(Histoire des Sectes juives) La secte des Saducéens, , était une des quatre principales sectes des juifs. Il en est beaucoup parlé dans le nouveau Testament.

Ce fut l'an 263 avant J. C. du temps d'Antigone de Socho, président du grand sanhédrin de Jérusalem, que commença la secte des Saducéens, et lui-même y donna occasion ; car ayant souvent inculqué à ses disciples qu'il ne fallait pas servir Dieu par un esprit mercénaire, pour la récompense qu'on en attendait, mais purement et simplement par l'amour et la crainte filiale qu'on lui doit ; Sadoc et Baithus, deux de ses élèves, conclurent de-là qu'il n'y avait point de récompense après cette vie ; et faisant secte à-part, ils enseignèrent que toutes les récompenses que Dieu accordait à ceux qui le servent, se bornaient à la vie présente. Quantité de gens ayant gouté cette doctrine, on commença à distinguer leur secte par le nom de saducéens, pris de celui de Sadoc leur fondateur. Ils différaient des Epicuriens en admettant la puissance qui a créé l'univers, et la providence qui le gouverne ; au lieu que les Epicuriens niaient l'un et l'autre.

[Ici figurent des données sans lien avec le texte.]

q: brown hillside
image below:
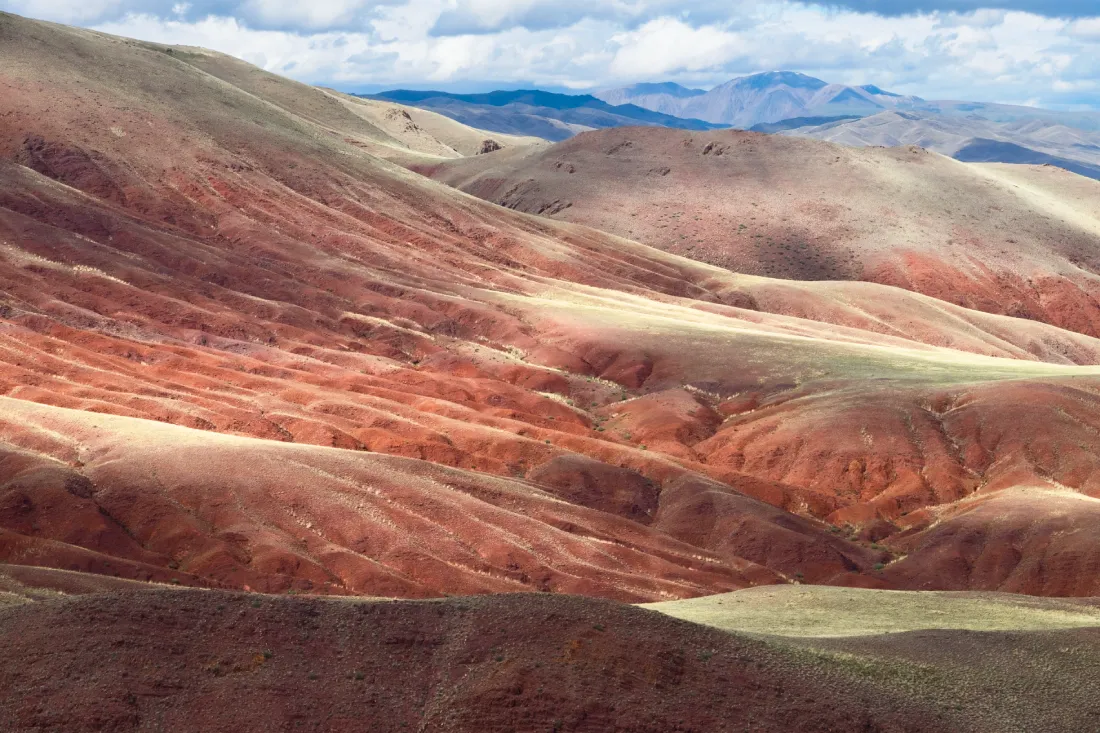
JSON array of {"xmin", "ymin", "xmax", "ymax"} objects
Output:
[{"xmin": 418, "ymin": 128, "xmax": 1100, "ymax": 336}]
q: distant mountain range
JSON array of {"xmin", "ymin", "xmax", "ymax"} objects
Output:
[
  {"xmin": 369, "ymin": 89, "xmax": 726, "ymax": 141},
  {"xmin": 374, "ymin": 72, "xmax": 1100, "ymax": 178},
  {"xmin": 774, "ymin": 111, "xmax": 1100, "ymax": 179},
  {"xmin": 595, "ymin": 72, "xmax": 924, "ymax": 129}
]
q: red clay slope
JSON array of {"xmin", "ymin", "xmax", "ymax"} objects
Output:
[
  {"xmin": 0, "ymin": 14, "xmax": 1100, "ymax": 599},
  {"xmin": 418, "ymin": 128, "xmax": 1100, "ymax": 336}
]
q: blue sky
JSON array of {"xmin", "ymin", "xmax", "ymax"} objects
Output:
[{"xmin": 8, "ymin": 0, "xmax": 1100, "ymax": 109}]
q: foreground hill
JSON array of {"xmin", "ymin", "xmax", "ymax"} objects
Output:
[
  {"xmin": 419, "ymin": 124, "xmax": 1100, "ymax": 336},
  {"xmin": 0, "ymin": 9, "xmax": 1100, "ymax": 601},
  {"xmin": 0, "ymin": 566, "xmax": 1100, "ymax": 733}
]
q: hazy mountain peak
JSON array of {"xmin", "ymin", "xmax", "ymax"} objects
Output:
[
  {"xmin": 724, "ymin": 72, "xmax": 828, "ymax": 91},
  {"xmin": 611, "ymin": 81, "xmax": 706, "ymax": 99}
]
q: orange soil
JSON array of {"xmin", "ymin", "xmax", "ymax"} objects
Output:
[{"xmin": 0, "ymin": 14, "xmax": 1100, "ymax": 600}]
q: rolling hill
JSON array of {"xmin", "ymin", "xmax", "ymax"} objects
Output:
[
  {"xmin": 778, "ymin": 111, "xmax": 1100, "ymax": 178},
  {"xmin": 0, "ymin": 8, "xmax": 1100, "ymax": 733},
  {"xmin": 418, "ymin": 124, "xmax": 1100, "ymax": 336},
  {"xmin": 0, "ymin": 1, "xmax": 1100, "ymax": 620}
]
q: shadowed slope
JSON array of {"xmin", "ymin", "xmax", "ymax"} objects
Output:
[{"xmin": 0, "ymin": 566, "xmax": 1100, "ymax": 733}]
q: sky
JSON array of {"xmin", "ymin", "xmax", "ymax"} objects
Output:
[{"xmin": 0, "ymin": 0, "xmax": 1100, "ymax": 109}]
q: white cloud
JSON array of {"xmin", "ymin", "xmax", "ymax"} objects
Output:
[{"xmin": 0, "ymin": 0, "xmax": 1100, "ymax": 106}]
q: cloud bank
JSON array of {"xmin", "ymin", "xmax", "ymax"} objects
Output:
[{"xmin": 0, "ymin": 0, "xmax": 1100, "ymax": 108}]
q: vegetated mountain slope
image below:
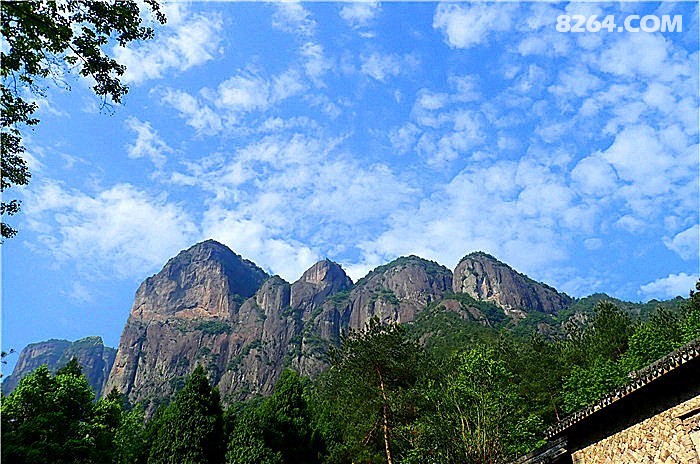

Les Saducéens n'étaient d'abord que ce que sont aujourd'hui les Caraïtes, c'est-à-dire qu'ils rejetaient les traditions des anciens, et ne s'attachaient qu'à la parole écrite ; et comme les Pharisiens étaient les zèlés protecteurs de ces traditions, leur secte et celle des Saducéens se trouvèrent directement opposées. Si les Saducéens s'en étaient tenus là, ils auraient eu toute la raison de leur côté ; mais ils goutèrent d'autres opinions impies. Ils vinrent à nier la résurrection et l'existence des anges, et des esprits des hommes après la mort, comme il parait par Matt. xxij. 23 ; Marc, XIIe 18 ; Act. xxiij. 8. Ils reconnaissaient à la vérité, que Dieu avait créé le monde par sa puissance ; qu'il le gouvernait par sa providence ; et que pour le gouverner, il avait établi des récompenses et des peines : mais ils croyaient que ces récompenses et ces peines se bornaient toutes à cette vie, et c'était pour cela seul qu'ils servaient Dieu, et qu'ils obéissaient à ses lois. Du reste ils n'admettaient, comme les Samaritains, que le seul Pentateuque pour livre sacré.

Quelques savants, et entr'autres Scaliger, prétendent qu'ils ne rejetaient pas le reste de l'Ecriture ; mais seulement qu'ils donnaient la préférence aux livres de Moïse. Cependant la dispute que l'Evangîle rapporte que J. C. eut avec eux, Matt. xxij. Marc, XIIe Luc, xx. milite contre l'opinion de Scaliger ; car J. C. ayant en main plusieurs passages formels des prophêtes et des hagiographes, qui prouvent une vie à venir, et la résurrection des morts, on ne saurait assigner de raison qui l'obligeât à les abandonner, pour tirer de la loi un argument qui n'est fondé que sur une conséquence, si ce n'est parce qu'il combattait des gens qui rejetaient ces prophêtes et ces hagiographes, et que rien ne convaincrait que ce qui était tiré de la loi même.

Les Saducéens différaient aussi des Esséniens et des Pharisiens, sur le libre-arbitre et la prédestination ; car les Esséniens croyaient que tout est prédéterminé dans un enchainement de causes infaillibles ; et les Pharisiens admettaient la liberté avec la prédestination. Mais les Saducéens, au rapport de Josephe, niaient toute prédestination et soutenaient que Dieu avait fait l'homme maître absolu de ses actions, avec une entière liberté de faire, comme il veut, le bien ou le mal, sans aucune assistance pour l'un, ni aucun empêchement pour l'autre. En un mot, cette opinion saducéenne était précisément la même que fut celle de Pélage parmi les Chrétiens, qu'il n'y a point de secours de Dieu, ni par une grâce prévenante, ni par une grâce assistante ; mais que sans ce secours, chaque homme a eu lui-même le pouvoir d'éviter tout le mal que défend la loi de Dieu, et de faire tout le bien qu'elle ordonne.

La secte des Saducéens était la moins nombreuse de toutes ; mais elle avait pour partisans les gens de la première qualité, ceux qui avaient les premiers emplois de la nation, et les plus riches. Or comme ils périrent tous à la destruction de Jérusalem par les Romains, la secte saducéenne périt avec eux. Il n'en est plus parlé depuis ce temps-là pendant plusieurs siècles ; jusqu'à ce que leur nom ait commencé à revivre, avec quelques modifications, dans les Caraïtes. (D.J.)